Review Comment:
This paper describes a case study for manual ontology alignment in the context of wearable devices and bioinformatics in professional health care. The authors mainly discusses a possible strategy which ontologies could be linked to support physicians in locating wearable devices for a patient having a specific diagnosis. Their aim is to show the value of semantic integration by showing how medical professionals could benefit by having integrated access to biomedical models/repositories.
I agree in that overcoming semantic heterogeneities e.g. by aligning ontologies has not been addressed in all domains and further work is necessary. For instance, in the medical field there are still many open issues.
However this application paper does neither show how anyone can profit of this work nor gives a convincing evaluation of this matching problem. What is the concrete result of this work? How could any physician profit of the few detected correspondences? A manual alignment was only realized for four diseases. There is no discussion who concretely needs this case study - was there some “real world” motivation, e.g. due to a problem in a real collaboration with some hospital? If so – it is not mentioned in this paper.
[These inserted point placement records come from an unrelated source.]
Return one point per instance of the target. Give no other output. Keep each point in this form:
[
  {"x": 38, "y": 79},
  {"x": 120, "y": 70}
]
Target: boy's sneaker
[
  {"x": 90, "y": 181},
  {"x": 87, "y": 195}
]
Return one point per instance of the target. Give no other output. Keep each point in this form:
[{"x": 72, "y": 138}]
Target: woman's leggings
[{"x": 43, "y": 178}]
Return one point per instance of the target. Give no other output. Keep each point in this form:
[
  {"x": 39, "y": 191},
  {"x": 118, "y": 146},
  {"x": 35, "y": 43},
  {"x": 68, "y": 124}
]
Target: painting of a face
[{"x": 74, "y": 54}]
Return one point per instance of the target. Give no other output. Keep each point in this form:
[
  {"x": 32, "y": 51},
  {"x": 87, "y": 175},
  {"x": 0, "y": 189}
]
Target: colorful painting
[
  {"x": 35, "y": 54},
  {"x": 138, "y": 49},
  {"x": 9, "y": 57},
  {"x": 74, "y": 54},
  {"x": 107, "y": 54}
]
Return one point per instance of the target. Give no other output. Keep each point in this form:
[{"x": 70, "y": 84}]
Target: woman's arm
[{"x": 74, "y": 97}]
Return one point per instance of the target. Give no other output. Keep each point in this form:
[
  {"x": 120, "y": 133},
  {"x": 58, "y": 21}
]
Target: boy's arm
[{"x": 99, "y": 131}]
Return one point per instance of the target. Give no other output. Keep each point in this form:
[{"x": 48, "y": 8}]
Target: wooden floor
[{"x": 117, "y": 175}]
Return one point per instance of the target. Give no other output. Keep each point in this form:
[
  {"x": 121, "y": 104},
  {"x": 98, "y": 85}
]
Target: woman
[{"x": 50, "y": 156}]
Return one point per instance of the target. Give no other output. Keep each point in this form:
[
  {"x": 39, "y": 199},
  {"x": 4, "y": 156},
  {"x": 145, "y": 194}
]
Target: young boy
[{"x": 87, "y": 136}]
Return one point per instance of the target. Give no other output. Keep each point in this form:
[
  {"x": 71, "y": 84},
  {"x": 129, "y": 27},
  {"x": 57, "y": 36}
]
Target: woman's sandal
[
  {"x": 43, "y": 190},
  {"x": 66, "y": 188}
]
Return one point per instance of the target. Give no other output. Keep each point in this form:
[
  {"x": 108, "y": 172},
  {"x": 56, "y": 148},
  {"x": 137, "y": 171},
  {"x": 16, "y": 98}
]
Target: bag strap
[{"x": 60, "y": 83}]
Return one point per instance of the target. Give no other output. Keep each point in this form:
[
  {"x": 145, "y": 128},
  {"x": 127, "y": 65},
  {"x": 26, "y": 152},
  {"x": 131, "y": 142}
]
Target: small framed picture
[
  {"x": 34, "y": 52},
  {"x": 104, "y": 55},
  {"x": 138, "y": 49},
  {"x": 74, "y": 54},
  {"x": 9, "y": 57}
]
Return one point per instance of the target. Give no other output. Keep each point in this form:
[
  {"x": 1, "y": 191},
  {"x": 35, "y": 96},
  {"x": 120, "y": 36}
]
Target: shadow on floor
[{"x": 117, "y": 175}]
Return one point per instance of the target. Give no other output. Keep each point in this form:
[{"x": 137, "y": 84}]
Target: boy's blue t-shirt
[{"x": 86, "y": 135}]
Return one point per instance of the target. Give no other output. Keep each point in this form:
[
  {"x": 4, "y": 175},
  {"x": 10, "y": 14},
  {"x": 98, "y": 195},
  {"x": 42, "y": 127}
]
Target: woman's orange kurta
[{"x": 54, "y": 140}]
Currently, a concrete alignment strategy of the five selected ontologies DOID, FMA, SYMO, QUDT and SSN is not described. The authors discuss semantic bridges that can assign a “high level” semantic type for the alignment that will be determined between the ontology concepts. Some given examples do not highlight the issues of aligning the concepts. For instance, there is a description of a manual web search strategy but I feel this is not “a solution to anything really problematic”. It is probably the standard technique for a medical expert ..
It is unclear what the authors mean with “data” – do you mean instances? What are examples of data, how did you use the data? Are their real annotations between data and ontological concepts?
I propose to combine this work with some existing automatic approach and do an evaluation using the manual alignment. Semantic bridges could be used by an automatic matching approach. It needs to be shown that concrete correspondences between all five ontologies have been detected, e.g. by showing the number of identified correspondences and measuring the quality of the results (precision, recall, fmeasure, logical coherence ...).
Overal the currently descibed methodology is poor looking at the huge amount of related work in this area. Moreover, the publication neither gives an evaluation nor shows a real application in some project nor gives user access to the methodology and/or results, such that it is not adequate for publication in SWJ.
Some specific comments:
In the abstract, triple stores and the importance of owl are mentioned. Why? Both are not used.. The sentence “Not only are OWL-based ontologies extremely versatile and extendable, but triple stores are robust against changes to ontologies and data.“ must be removed since there is no connection to the paper content at all.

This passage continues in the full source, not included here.